Example: If the user browses the site http://example.com and clicks on the link 'First Article', then the content of the first article is loaded dynamically. But if search crawler browses the site, then the link will be http://example.com/Articles/FirstArticle which is crawlable. Now if normal user requests this URL which is indexed by search engine, then First Article should be displayed keeping the URL http://example.com.

Using the Code

URL Rewriting

  1. Write anchor tag as <a href=”http://www.example.com/Aditya/Bhave/”>Aditya Bhave</a> in HTML.
  2. When user will click on this link, a request will be sent by browser with the above URL.
  3. This URL will be processed by the custom HttpModule.
  4. HttpModule will convert the above URL into the URL which is required by the application. i.e. http://www.example.com/alllinks.aspx?firstname=Aditya&lastname=Bhave
  5. The request is processed as if the request was http://www.example.com/alllinks.aspx?firstname=Aditya&lastname=Bhave
  6. Response is sent to the browser while the URL still remains http://www.example.com/alllinks/Aditya/Bhave/

You can compare this thing with Server.Transfer(“/…./…”) in ASP.NET.

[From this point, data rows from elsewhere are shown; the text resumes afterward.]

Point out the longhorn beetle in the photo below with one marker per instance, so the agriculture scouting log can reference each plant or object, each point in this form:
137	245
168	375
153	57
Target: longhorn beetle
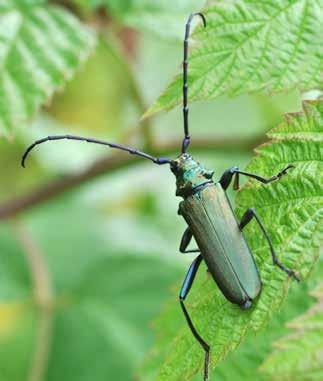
209	216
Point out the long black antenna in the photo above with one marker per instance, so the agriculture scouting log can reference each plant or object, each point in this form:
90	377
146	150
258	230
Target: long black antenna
133	151
186	140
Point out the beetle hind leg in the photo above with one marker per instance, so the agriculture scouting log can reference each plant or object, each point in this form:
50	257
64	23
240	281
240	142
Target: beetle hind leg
185	241
247	305
187	284
246	218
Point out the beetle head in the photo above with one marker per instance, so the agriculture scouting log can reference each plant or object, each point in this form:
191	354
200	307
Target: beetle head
189	174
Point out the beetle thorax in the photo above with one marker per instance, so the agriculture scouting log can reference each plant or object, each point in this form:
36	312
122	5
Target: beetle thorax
189	175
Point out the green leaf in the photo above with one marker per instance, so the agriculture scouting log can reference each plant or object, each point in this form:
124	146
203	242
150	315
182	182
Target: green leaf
298	356
102	306
243	364
41	46
159	17
251	46
292	211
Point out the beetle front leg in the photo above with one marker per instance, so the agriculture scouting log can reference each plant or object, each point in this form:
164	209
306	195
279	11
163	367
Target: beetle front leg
187	284
185	241
227	176
246	218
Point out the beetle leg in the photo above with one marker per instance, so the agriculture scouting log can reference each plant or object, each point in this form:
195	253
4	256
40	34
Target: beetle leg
246	218
185	241
187	284
228	174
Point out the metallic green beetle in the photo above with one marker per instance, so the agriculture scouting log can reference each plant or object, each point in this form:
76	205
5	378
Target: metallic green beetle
210	218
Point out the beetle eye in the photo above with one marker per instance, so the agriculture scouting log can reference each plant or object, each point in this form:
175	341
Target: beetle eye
174	165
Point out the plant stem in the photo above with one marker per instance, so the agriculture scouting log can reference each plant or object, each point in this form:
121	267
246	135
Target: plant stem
114	162
44	298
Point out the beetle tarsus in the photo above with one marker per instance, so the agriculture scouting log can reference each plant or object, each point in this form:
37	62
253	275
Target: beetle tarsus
246	218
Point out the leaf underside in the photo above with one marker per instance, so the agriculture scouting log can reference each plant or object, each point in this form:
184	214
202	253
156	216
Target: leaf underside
251	46
292	211
41	46
298	356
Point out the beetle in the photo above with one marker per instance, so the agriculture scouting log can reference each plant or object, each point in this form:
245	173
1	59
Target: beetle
209	216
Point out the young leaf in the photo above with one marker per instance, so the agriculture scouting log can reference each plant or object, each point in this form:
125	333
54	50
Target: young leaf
292	211
298	356
41	46
250	46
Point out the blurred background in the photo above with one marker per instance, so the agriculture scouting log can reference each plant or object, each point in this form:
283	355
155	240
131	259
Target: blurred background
89	255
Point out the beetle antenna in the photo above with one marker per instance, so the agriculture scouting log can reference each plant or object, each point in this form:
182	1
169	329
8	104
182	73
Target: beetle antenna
133	151
186	140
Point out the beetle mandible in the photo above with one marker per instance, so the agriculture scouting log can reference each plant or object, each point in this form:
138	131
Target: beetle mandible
209	216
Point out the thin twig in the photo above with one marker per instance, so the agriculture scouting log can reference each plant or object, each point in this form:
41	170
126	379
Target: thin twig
111	163
43	296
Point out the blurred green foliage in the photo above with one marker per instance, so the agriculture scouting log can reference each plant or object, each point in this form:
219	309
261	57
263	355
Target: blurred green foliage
109	246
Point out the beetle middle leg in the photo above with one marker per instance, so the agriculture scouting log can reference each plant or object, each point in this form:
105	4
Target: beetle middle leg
185	241
227	176
246	218
187	284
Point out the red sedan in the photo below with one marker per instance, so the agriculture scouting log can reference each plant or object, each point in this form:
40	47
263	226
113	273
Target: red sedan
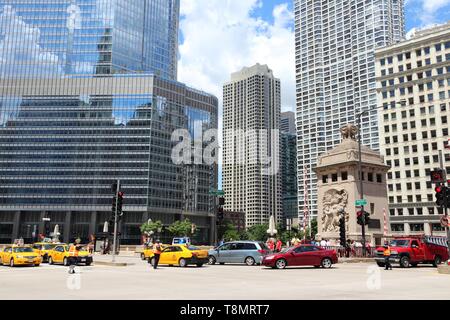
303	255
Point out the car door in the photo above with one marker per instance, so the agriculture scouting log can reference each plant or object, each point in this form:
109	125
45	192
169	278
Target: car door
223	253
417	251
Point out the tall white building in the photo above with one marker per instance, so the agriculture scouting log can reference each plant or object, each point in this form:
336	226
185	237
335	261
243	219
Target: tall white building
335	75
251	103
413	133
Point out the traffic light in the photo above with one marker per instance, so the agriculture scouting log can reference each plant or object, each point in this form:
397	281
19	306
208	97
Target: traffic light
220	214
366	218
442	196
120	203
438	176
360	218
363	215
342	230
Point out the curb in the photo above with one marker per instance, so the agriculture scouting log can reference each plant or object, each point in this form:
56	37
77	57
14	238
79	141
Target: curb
444	269
113	264
370	260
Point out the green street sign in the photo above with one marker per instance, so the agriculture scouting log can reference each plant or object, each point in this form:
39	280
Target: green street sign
360	203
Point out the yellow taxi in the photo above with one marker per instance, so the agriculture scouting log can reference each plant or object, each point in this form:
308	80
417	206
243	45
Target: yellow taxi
19	256
181	255
43	248
60	255
148	251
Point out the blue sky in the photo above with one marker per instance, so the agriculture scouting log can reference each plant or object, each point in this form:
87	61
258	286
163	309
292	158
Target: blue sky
413	11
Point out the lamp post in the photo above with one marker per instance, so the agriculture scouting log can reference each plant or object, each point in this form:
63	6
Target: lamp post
361	183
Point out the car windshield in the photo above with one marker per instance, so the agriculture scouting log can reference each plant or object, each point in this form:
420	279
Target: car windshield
21	250
399	243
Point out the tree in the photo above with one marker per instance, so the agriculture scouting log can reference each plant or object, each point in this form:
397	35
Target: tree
181	228
151	227
258	232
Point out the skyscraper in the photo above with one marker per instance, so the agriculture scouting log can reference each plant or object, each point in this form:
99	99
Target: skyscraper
335	63
48	38
87	97
414	126
251	120
288	160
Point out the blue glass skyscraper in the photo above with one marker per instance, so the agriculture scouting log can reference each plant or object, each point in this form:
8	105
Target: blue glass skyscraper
49	38
88	95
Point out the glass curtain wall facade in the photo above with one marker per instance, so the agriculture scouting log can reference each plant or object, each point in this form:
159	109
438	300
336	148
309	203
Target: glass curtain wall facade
55	38
335	75
63	142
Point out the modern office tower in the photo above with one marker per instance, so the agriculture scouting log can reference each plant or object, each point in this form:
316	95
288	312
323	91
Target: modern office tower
64	142
287	123
413	81
86	98
251	121
48	38
335	63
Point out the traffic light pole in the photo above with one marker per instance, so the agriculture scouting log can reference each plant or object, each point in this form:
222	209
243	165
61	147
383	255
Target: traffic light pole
115	223
361	186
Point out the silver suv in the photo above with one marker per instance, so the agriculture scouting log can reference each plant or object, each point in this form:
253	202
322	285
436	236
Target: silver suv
248	252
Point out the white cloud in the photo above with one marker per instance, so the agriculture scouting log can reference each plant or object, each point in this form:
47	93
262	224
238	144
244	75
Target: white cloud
427	10
20	48
221	37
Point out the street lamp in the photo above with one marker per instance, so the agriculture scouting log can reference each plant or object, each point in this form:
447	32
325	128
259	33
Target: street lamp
361	185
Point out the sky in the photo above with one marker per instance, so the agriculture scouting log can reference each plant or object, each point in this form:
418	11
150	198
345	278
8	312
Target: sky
219	37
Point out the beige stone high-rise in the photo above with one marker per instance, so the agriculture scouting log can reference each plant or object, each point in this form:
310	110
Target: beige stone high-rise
417	73
251	175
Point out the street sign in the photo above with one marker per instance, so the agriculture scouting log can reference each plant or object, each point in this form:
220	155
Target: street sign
360	203
444	221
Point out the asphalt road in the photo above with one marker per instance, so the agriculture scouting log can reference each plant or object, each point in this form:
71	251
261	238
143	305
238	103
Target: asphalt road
235	282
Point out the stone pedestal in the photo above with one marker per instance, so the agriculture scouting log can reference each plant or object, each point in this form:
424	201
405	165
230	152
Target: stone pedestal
339	188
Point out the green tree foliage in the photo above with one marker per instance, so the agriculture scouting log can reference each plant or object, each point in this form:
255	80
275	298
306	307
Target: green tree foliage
181	228
153	226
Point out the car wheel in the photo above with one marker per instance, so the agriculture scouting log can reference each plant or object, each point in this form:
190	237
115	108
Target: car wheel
212	260
327	263
404	262
281	264
182	263
437	261
250	261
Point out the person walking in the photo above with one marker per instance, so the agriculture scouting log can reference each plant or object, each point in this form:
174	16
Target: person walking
157	249
279	245
73	255
387	256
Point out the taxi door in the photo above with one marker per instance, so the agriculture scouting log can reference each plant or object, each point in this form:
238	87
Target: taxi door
167	255
7	254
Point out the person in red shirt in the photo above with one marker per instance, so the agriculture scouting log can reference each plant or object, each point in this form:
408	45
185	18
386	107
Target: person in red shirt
279	245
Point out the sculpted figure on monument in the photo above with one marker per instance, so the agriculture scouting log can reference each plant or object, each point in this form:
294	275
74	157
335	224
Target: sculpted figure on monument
334	202
349	132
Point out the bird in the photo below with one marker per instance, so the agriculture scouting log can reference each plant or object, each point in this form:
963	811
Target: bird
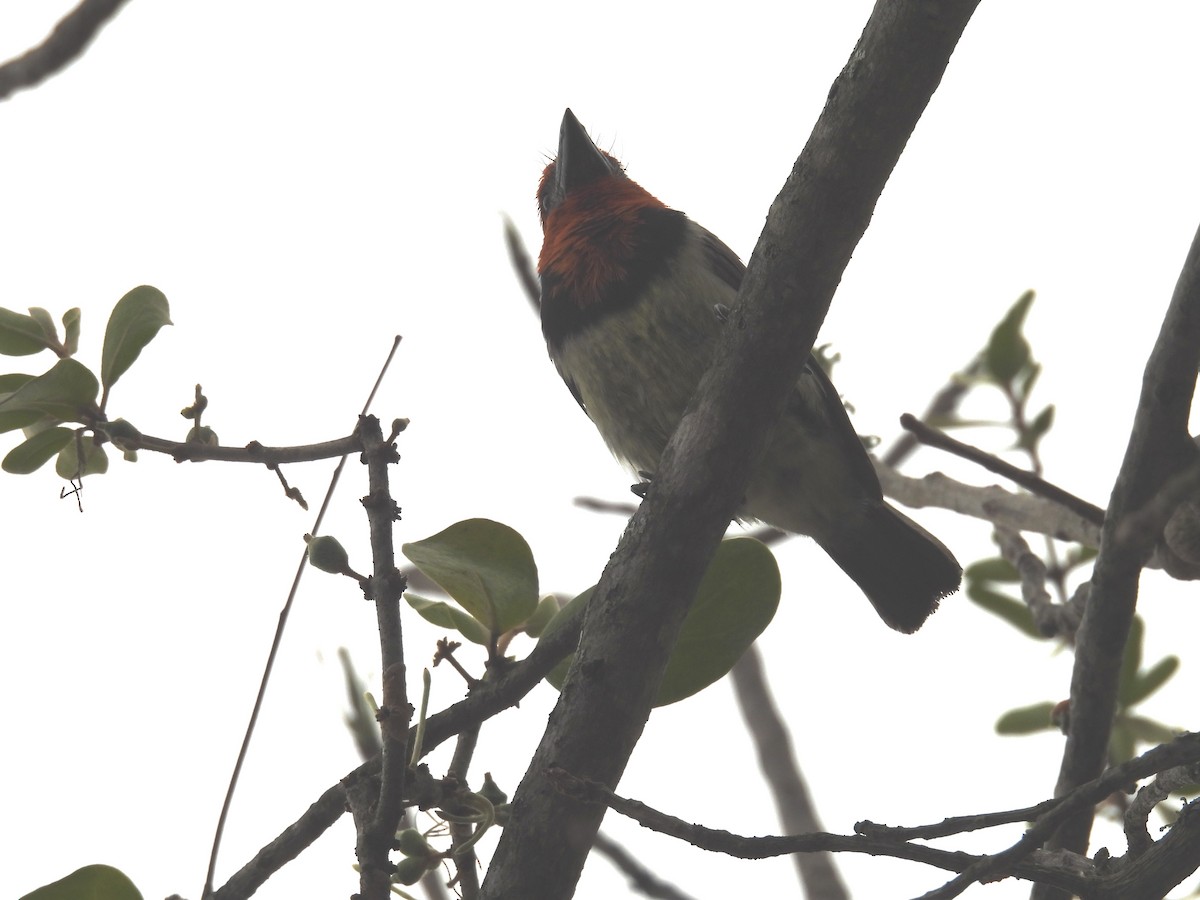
634	295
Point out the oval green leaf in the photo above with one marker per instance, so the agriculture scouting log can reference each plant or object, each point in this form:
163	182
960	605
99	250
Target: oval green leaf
66	393
1150	681
136	319
1131	663
736	601
93	882
71	328
95	460
19	335
36	451
485	567
994	569
443	615
1008	352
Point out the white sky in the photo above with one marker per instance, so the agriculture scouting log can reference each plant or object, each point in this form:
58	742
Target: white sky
305	181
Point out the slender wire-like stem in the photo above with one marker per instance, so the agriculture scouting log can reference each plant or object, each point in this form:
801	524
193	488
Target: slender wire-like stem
275	645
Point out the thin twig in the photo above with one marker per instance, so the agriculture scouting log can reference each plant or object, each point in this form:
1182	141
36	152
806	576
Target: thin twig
277	640
395	713
1051	619
934	437
943	405
1183	750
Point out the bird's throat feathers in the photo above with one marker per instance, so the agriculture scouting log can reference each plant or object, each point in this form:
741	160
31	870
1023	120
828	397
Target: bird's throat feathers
601	245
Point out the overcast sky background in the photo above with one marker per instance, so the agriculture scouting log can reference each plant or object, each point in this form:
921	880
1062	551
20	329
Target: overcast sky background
305	181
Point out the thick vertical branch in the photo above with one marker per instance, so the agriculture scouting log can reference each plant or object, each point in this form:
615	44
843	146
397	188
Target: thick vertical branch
1159	447
378	829
819	875
65	43
643	595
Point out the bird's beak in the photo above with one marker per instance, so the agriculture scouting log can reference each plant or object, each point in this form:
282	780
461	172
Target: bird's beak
579	160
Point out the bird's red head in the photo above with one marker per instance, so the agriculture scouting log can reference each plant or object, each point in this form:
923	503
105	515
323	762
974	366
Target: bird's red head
592	217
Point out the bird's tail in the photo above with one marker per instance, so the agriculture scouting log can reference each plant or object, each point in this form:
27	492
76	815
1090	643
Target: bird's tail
903	569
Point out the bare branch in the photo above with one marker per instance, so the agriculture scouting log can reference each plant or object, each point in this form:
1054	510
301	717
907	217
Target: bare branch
64	45
810	234
1159	447
640	877
385	586
1051	619
994	504
933	437
797	814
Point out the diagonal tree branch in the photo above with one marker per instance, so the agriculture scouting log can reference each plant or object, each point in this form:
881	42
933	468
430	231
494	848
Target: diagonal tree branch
643	595
1159	447
61	47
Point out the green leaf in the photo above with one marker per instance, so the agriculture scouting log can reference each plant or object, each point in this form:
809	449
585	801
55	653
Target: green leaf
737	600
1026	720
95	460
1037	429
1008	352
573	609
485	567
136	319
1147	730
1122	742
1078	555
66	393
1146	683
19	335
36	451
12	382
547	609
1131	661
71	328
994	569
1012	611
46	322
93	882
443	615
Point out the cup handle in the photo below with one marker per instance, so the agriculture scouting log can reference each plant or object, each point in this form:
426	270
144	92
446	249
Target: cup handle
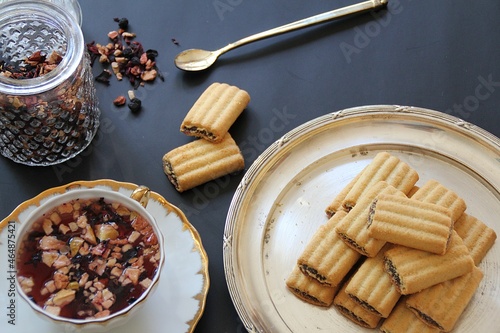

Simple Example of HttpModule which rewrites URL

public class SimpleRewriter : IHttpModule
    {
        HttpApplication _application = null;

        #region IHttpModule Members

        public void Dispose()
        {

        }

        public void Init(HttpApplication context)
        {
            context.BeginRequest += new System.EventHandler(context_BeginRequest);
            _application = context;
        }

        void context_BeginRequest(object sender, EventArgs e)
        {
            try
            {
                string requestUrl = _application.Context.Request.Path.Substring
			(0, _application.Context.Request.Path.LastIndexOf("/"));

                string[] parameters = requestUrl.Split(new char[] { '/' });

                if (parameters.Length > 2)
                {
                    int paramLength = parameters.Length;
                    string firstname = parameters[paramLength - 2];
                    string lastname = parameters[paramLength - 1];

                    _application.Context.RewritePath(string.Format
		   ("~/alllinks.aspx?firstname={0}&lastname={1}", firstname, lastname));
                }

            }
            catch (Exception ee)
            {
                //Redirect to error page
                //Or throw custom exception
            }
        }

        #endregion
    }

URL Rewriting as a Search Engine Optimization Technique in AJAX Site

  1. AJAX sites have all JavaScript links.
  2. If we use LinkButton, then the link will be:
    HTML
    <a href="javascript:__doPostback(‘….’,’…..’);">Aditya Bhave</a> 

    as rendered in the browser.

  3. If a crawler comes across a JavaScript link, it is skipped (not indexed).
  4. If we want our link : Aditya Bhave to be indexed by the crawler and searchable in search engine, then the link should be in the anchor tag, e.g.
    HTML
    <a href="http://www.example.com/Aditya/Bhave/">Aditya Bhave</a> 
  5. Most Crawlers do not support JavaScript. When the crawler hits the site, the user agent is sent with request that tells us that this is a crawler and not normal user. We can check if the browser supports JavaScript. If it does not support JavaScript, then we should hide the LinkButtons and add anchor tags at runtime. So there should be two links:
    ASP.NET
    <asp:LinkButton ID="lnkLink" runat="server" Text='Some Text'    
    OnClick="lnkLink_Click"></asp:LinkButton> 

    and

    ASP.NET
    <a href="" runat="server" id="htmlLnkLink"></a> 
  6. If browser does not support JavaScript, then hide LinkButton and change the href attribute of anchor link and make it visible.

Example:

C#
if (Request.Browser.EcmaScriptVersion.Major <= 0) // Checks if browser supports JS
{ 
    lnkArticle.Visible = false;            
   aLnkArticle.attributes["href"]=
	"http://www.example.com/alllinks.aspx/Firstname/Lastname;
   aLnkArticle.InnerText = "FirstName LastName"; //To show the link text
   aLnkArticle.Visible = true;
}  

When the crawler will hit the anchor link, i.e. http://www.example.com/alllinks.aspx/Aditya/Bhave/, change the URL to http://www.example.com/alllinks.aspx?firstname=Aditya&lastname=Bhave using URL Rewriting.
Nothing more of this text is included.